This nearly forgotten 1971 western drama from the late Blake Edwards was reportedly butchered by MGM, but eventually restored to road-show length by the director and is now available via the Warner Archives. “Wild Rovers” stars craggy William Holden and fresh-faced Ryan O’Neal as a pair of cross-generational buddies who have come to recognize why mommas shouldn’t let their babies grow up to be cowboys. Their not-smart solution: become wealthy bank robbers. The likelihood of tragedy grows even greater when their rancher boss (Karl Malden) sends out his loutish sons (Tom Skerritt and Joe Don Baker) in hot pursuit of the men who looted his payroll.
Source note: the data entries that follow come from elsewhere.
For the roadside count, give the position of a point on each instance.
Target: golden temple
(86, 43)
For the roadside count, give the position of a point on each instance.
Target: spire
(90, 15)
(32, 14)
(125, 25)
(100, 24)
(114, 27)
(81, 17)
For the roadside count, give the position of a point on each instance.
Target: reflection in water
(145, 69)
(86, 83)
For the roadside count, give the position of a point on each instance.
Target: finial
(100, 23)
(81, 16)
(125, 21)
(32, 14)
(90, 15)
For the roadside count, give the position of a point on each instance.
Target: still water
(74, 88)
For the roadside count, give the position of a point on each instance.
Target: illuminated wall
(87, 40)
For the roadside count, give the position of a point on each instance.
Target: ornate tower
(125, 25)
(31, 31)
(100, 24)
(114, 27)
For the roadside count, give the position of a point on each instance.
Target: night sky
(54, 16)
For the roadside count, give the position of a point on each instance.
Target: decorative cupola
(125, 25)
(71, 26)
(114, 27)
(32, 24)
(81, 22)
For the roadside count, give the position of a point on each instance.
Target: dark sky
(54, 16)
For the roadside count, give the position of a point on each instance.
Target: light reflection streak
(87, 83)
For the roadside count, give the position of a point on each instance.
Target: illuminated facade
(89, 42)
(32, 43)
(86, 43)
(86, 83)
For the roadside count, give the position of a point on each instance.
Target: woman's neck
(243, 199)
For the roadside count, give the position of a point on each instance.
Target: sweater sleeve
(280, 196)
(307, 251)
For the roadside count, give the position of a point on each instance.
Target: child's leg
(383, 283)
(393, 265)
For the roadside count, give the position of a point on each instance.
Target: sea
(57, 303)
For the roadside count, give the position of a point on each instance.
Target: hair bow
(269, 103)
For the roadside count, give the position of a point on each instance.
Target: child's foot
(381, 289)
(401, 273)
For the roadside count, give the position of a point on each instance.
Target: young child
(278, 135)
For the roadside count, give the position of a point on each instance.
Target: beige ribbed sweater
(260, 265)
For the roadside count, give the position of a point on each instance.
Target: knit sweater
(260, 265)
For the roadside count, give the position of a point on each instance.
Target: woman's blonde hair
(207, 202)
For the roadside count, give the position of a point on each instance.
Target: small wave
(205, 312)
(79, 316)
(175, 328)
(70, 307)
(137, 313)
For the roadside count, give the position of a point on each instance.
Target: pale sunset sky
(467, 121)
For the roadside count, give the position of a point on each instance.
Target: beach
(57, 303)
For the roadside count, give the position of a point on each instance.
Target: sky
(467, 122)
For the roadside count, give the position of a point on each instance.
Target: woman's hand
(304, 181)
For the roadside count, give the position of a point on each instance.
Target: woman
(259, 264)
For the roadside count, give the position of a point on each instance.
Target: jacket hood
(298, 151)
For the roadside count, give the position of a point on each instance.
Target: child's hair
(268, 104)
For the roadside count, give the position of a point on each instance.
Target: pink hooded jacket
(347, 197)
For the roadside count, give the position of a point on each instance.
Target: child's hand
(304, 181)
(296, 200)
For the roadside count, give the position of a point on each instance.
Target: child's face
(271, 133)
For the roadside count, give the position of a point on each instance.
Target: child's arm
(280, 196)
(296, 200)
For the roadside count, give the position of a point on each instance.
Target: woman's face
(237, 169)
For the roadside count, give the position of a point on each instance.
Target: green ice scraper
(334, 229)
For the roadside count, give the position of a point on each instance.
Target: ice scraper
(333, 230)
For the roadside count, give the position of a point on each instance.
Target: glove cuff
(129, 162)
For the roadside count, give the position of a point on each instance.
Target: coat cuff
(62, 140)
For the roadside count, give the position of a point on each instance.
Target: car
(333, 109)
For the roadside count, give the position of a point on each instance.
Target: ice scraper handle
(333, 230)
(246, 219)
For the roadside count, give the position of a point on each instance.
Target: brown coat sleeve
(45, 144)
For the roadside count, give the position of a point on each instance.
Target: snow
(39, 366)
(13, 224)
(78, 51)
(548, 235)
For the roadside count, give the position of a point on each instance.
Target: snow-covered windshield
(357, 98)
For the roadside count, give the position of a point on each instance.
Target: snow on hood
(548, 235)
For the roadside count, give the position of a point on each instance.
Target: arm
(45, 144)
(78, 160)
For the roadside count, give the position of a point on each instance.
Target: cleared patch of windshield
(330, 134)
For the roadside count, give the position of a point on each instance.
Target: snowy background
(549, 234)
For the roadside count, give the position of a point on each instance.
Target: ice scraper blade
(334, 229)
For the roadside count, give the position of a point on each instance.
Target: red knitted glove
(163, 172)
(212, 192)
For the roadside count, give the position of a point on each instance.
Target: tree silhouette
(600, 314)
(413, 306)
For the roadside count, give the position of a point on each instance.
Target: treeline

Edwards was a master of sorts, but on his first western as a director he tries much too hard to both pay homage to and outdo the competition. We have Howard Hawks-like dialogue scenes that go on forever, epic vistas shot in John Ford’s Monument Valley, and a few lifts from Sam Peckinpah. Blood squibs go off and characters writhe in slow motion a la “The Wild Bunch”; a lyrical montage about breaking a wild horse goes on and on like an outtake from “Major Dundee” or “The Ballad of Cable Hogue.” Considering the presence of “Wild Bunch” star William Holden and Edwards’ tendency to gentle wit, it’s impossible not to make the doubtless often repeated quip describing “Rovers” as “The Mild Bunch.” The problem, however, is not too much copying or excess affability, but Edwards’ undisciplined screenplay. It leaves an outstanding cast, and one of Jerry Goldsmith’s best scores, twisting in the wind like a horse thief on the end of a rope.